Теперь не успел ответить Жигунов. Теперь кричал весь вагон — кричали тому гаду, и невозможно было разобрать, что же кричали. Что таких надо ставить к стенке без приговора, что такой хуже фашиста и что до него, падлы, еще доберутся там, в госпитале…
— Тихо! — скомандовала медсестра. Она улыбалась, и то, что она улыбалась, потрясло Жигунова. Когда стало тихо, она снова подошла к нему.
— Понимаешь, — сказала она. — Это я так, для шутки, о замужестве-то. Чтоб настроение поднять. А вообще-то я замужем. Муж у меня лейтенант, еще до войны, понимаешь?.. Ищу, ищу и никак не найду… Так что ты извини меня, пожалуйста.
Потом она сидела у него в ногах, играла на гармошке — «от себя» и по заказу, — и Жигунову было тепло и сладко от того, что эта молодая женщина сидела именно с ним, как бы выделив его из всех остальных раненых. Боль, стыд, а потом и злость на того сукиного сына прошли и забылись. Он испытывал восторг перед тем, что рядом с ним, так близко, что он чувствовал ногой ее бедро, сидела о н а, и когда о н а поднялась (поезд замедлил ход), Жигунов все-таки спросил, как е е зовут.
— Ангелина, — ответила о н а. Очевидно, ответ предназначался только ему, Жигунову, но его услышали и другие, и с верхних нар донеслось:
— Ишь ты, имечко-то какое! Ангелина… Вроде ангела, стало быть…
Только в Боровичах, когда выгружали раненых, Жигунов еще раз увидел Ангелину, забился на носилках, крикнул ей, но она не услышала. С отчаяньем, с острым чувством невозвратимой потери он крикнул еще и еще раз, но его уже несли, укутанного в одеяло, и тогда Жигунов замолчал и заплакал — от этой потери и собственного бессилия.
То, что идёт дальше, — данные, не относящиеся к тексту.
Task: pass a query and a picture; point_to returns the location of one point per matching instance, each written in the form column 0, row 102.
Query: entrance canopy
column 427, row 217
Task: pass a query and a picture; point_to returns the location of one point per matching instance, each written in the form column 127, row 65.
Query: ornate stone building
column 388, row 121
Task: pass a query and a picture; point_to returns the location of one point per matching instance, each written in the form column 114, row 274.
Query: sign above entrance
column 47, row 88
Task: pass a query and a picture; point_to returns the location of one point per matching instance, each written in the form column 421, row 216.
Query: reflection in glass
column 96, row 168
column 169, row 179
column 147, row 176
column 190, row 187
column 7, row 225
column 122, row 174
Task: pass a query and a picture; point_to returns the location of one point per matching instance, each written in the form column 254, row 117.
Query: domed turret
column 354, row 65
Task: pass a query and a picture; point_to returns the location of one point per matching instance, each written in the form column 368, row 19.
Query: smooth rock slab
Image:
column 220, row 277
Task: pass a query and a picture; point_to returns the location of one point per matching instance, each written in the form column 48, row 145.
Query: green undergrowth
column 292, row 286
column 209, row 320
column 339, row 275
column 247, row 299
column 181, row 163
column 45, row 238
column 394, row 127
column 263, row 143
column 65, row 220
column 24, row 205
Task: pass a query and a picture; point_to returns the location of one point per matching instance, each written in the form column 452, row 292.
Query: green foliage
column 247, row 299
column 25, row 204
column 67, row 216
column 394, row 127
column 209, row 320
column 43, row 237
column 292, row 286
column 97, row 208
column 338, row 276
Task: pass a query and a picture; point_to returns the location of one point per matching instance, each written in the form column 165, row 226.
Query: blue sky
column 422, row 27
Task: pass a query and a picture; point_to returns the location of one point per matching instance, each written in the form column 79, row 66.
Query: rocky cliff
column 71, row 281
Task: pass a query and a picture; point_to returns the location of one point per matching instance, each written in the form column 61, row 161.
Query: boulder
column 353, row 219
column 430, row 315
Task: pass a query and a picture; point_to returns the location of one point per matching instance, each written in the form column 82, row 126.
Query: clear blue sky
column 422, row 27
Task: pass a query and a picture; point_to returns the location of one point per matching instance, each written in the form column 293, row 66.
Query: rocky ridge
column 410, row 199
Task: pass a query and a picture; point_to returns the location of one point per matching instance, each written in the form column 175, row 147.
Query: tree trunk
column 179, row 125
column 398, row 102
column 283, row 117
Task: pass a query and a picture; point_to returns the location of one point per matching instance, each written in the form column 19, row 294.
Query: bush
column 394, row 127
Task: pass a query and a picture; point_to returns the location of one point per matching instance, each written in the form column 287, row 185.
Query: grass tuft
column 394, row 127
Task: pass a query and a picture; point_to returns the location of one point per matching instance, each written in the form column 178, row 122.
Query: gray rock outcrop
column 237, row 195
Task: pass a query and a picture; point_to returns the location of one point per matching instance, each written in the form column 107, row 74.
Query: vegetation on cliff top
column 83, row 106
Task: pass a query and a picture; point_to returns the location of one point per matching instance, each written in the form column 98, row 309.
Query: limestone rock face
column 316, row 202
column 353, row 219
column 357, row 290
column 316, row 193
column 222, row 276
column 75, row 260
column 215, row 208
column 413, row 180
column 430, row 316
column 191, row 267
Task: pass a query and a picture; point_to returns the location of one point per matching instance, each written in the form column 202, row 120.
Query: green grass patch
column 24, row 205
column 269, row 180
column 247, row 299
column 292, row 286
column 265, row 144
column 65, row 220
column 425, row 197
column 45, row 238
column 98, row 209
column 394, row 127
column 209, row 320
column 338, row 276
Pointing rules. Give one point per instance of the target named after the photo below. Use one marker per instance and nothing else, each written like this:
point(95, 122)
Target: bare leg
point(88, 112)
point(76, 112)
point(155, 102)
Потом, на госпитальной койке, два с лишним месяца, с тайной надеждой глядел на входящих сестер: не она ли? Может, запомнила, может, забежит на минутку? — больше ему ничего и не было надо. Но Ангелина не появилась…
Еще через месяц ему дали отпуск, но ехать Жигунову было некуда. Он остался в Боровичах. Опираясь на палочку, ходил по городу, переходил по льду через Мгу и направлялся к вокзалу, зная, что та «летучка» никогда не придет — немцы уже давно перерезали дорогу…
После комиссии его направили в ПАРМ-3[1]
.— На войне, товарищ Жигунов, не только солдаты нужны, — объяснили ему, когда он пытался уговорить врачей отправить его в свою прежнюю часть. — Рабочие тоже. Так что не хватай нас, парень, за глотку, понял?
Возможно, он нашел бы Ангелину раньше, может быть, даже сразу после войны, но в конце мая сорок пятого года его вызвали к комбату и комбат сказал, что Жигунову придется еще послужить. Есть приказ маршала Жукова — отремонтировать немецкие рыболовные тральщики. Надо кормить население. Какое? Ну, конечно же, местное. Немцев то есть. А поскольку ты не семейный, то вот и поедешь на побережье. Комбат отдал ему документы с указанием, куда надо ехать, но ошеломленный Жигунов не запомнил названия не то города, не то поселка. Какой-то «…хамф» или «хафен», черт его запомнит!
Конечно, он огорчился. Устал. Да что там устал? Вымотался, можно сказать, за эти три года, но все-таки понимал, что комбат прав, и остаться надо именно ему, раз дома его никто не ждет. То, что он увидел и услышал через несколько дней в этом самом «хафене», напрочь смело все его огорчения.
С разных концов Германии прибывали солдаты, и Жигунову никогда прежде не приходилось встречаться с таким количеством возбужденных, отчаянно матерящихся и готовых лезть на стенку людей.